Les résultats sont globalement moins favorables dans les séquelles de fracture et les arthroses post-traumatiques, avec surtout un taux de complications élevé (de 30 à 50 %) nécessitant une réintervention chirurgicale dans 20 à 30 % des cas. Les complications précoces sont surtout représentées par les problèmes de cicatrisation cutanée et d'infection. La présence de lésions cutanées ou une suspicion d'infection sont des contre-indications formelles au remplacement prothétique. L'évaluation neurologique préopératoire est importante car le nerf ulnaire devra être disséqué au cours de la voie d'abord et peut présenter une atteinte transitoire ou définitive en postopératoire. La rééducation postopératoire doit être adaptée à l'état de l'appareil extenseur, la rupture du triceps représentant une complication redoutable de cette chirurgie.

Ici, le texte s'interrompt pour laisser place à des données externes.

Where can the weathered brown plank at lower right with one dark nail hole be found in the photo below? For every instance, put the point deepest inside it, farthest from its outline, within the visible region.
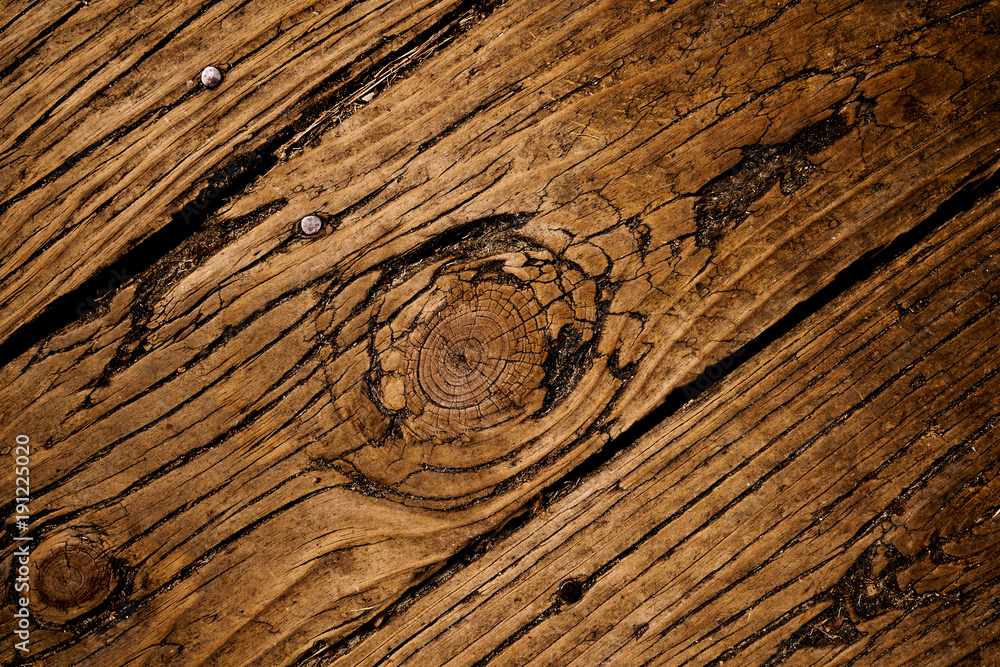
(835, 501)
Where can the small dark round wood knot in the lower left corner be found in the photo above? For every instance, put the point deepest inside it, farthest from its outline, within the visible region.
(73, 578)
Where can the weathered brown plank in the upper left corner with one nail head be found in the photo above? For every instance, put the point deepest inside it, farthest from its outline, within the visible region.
(109, 138)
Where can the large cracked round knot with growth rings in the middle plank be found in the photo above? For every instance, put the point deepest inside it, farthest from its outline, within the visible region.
(467, 362)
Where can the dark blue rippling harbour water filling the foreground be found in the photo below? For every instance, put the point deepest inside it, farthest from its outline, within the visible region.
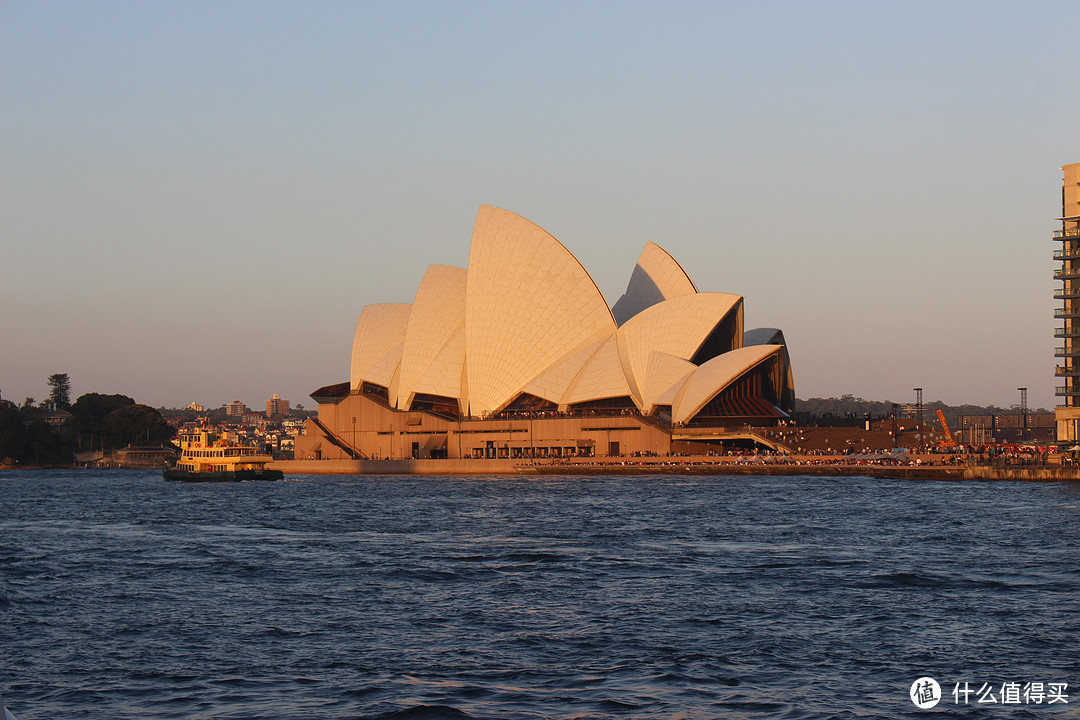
(125, 596)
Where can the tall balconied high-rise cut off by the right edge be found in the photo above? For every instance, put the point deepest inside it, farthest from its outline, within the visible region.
(1069, 333)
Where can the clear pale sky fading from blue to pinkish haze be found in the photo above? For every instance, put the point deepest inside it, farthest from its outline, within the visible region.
(198, 199)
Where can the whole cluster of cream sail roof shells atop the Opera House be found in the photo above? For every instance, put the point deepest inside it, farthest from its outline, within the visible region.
(528, 318)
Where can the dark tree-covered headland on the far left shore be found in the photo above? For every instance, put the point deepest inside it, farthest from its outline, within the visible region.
(42, 436)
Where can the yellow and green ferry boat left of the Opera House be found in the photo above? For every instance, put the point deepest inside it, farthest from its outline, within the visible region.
(207, 458)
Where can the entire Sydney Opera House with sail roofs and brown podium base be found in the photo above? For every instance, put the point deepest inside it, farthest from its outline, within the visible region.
(519, 356)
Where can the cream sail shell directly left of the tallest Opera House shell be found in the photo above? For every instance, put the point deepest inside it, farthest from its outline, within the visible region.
(431, 361)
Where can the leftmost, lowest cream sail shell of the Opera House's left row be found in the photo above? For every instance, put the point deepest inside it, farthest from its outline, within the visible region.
(377, 344)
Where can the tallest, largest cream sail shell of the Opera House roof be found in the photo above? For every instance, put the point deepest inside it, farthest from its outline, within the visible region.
(528, 302)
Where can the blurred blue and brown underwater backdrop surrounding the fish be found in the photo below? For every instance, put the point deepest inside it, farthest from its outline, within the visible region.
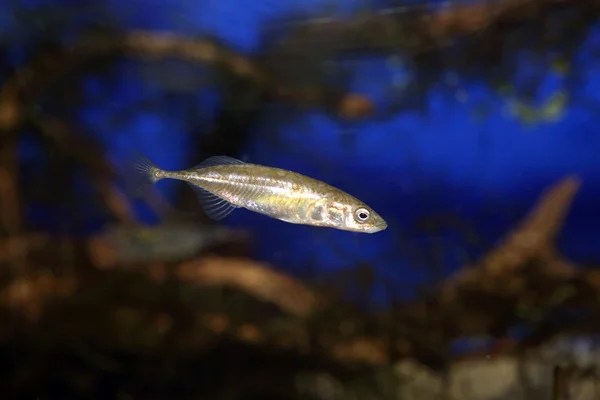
(452, 120)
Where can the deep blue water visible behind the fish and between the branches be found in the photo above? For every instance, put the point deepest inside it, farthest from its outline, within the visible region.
(487, 171)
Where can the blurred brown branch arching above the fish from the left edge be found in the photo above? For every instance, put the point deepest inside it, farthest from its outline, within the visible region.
(26, 85)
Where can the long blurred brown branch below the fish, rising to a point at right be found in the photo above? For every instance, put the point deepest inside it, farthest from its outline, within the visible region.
(522, 276)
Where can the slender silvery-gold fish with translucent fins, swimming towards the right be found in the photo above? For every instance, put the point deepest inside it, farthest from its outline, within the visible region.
(223, 183)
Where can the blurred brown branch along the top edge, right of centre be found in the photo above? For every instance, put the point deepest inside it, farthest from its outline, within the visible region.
(414, 29)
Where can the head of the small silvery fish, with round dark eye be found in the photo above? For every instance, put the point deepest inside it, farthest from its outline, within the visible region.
(352, 215)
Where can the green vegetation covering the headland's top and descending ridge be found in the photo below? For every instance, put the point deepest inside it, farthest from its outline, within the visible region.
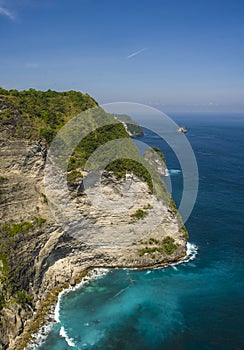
(36, 114)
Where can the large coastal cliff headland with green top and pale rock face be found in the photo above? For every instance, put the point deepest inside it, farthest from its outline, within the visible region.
(38, 258)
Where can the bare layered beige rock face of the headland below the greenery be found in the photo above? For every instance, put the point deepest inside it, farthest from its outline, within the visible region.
(38, 258)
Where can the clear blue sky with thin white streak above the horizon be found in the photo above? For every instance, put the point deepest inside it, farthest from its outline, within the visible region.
(177, 54)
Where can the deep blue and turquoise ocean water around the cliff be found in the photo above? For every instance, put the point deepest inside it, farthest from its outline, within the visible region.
(191, 306)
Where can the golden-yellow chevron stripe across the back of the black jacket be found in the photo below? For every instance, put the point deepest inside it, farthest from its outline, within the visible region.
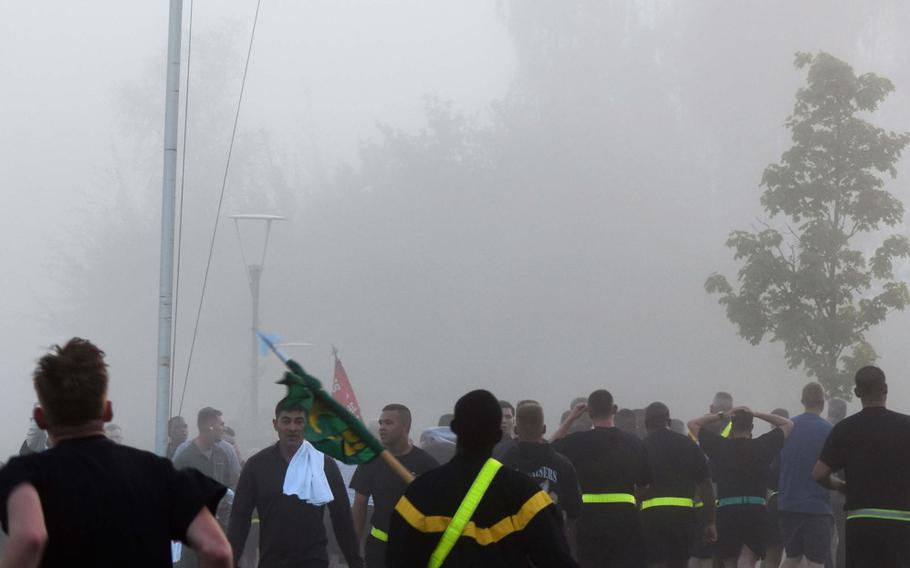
(483, 536)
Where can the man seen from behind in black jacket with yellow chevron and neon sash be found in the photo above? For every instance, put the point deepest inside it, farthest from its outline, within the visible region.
(514, 524)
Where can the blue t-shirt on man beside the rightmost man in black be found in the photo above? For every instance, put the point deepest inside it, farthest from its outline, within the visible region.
(799, 493)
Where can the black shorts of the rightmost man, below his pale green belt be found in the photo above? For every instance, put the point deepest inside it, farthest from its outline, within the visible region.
(875, 543)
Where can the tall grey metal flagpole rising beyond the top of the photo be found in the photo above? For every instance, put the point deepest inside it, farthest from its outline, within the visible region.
(168, 200)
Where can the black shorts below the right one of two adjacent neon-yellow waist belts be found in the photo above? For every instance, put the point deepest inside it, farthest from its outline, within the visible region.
(668, 532)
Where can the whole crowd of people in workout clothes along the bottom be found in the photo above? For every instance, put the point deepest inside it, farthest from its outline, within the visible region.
(488, 486)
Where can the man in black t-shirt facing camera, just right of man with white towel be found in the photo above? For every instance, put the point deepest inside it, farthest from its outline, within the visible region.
(377, 480)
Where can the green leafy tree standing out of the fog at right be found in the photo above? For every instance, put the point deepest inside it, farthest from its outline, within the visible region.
(809, 285)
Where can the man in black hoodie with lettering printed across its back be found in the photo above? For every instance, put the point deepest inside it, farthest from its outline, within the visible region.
(534, 457)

La durée de survie moyenne des prothèses est de quinze à vingt ans et elle est surtout conditionnée au niveau d'activité des patients. Après mise en place d'une prothèse totale du coude, il est classiquement recommandé d'éviter le port de charge supérieur à 5 kg en une fois ou supérieur à 1 kg lors des mouvements répétitifs, de façon définitive.
Par conséquent, l'arthroplastie totale du coude est réservée en première intention aux sujets âgés ou aux patients ayant une faible demande fonctionnelle. Des travaux récents ont montré que l'arthroplastie totale de première intention dans les fractures articulaires déplacées du sujet âgé (plus de 65 ans) était préférable à l'ostéosynthèse en termes de résultats objectifs et subjectifs.
L'arthroplastie totale du coude représente actuellement une solution séduisante aux problèmes des destructions articulaires du coude d'origine rhumatismale ou traumatique. Le choix du type d'implant et le résultat attendu sont dépendants du diagnostic initial et doivent répondre à des objectifs fonctionnels clairement établis avec le patient.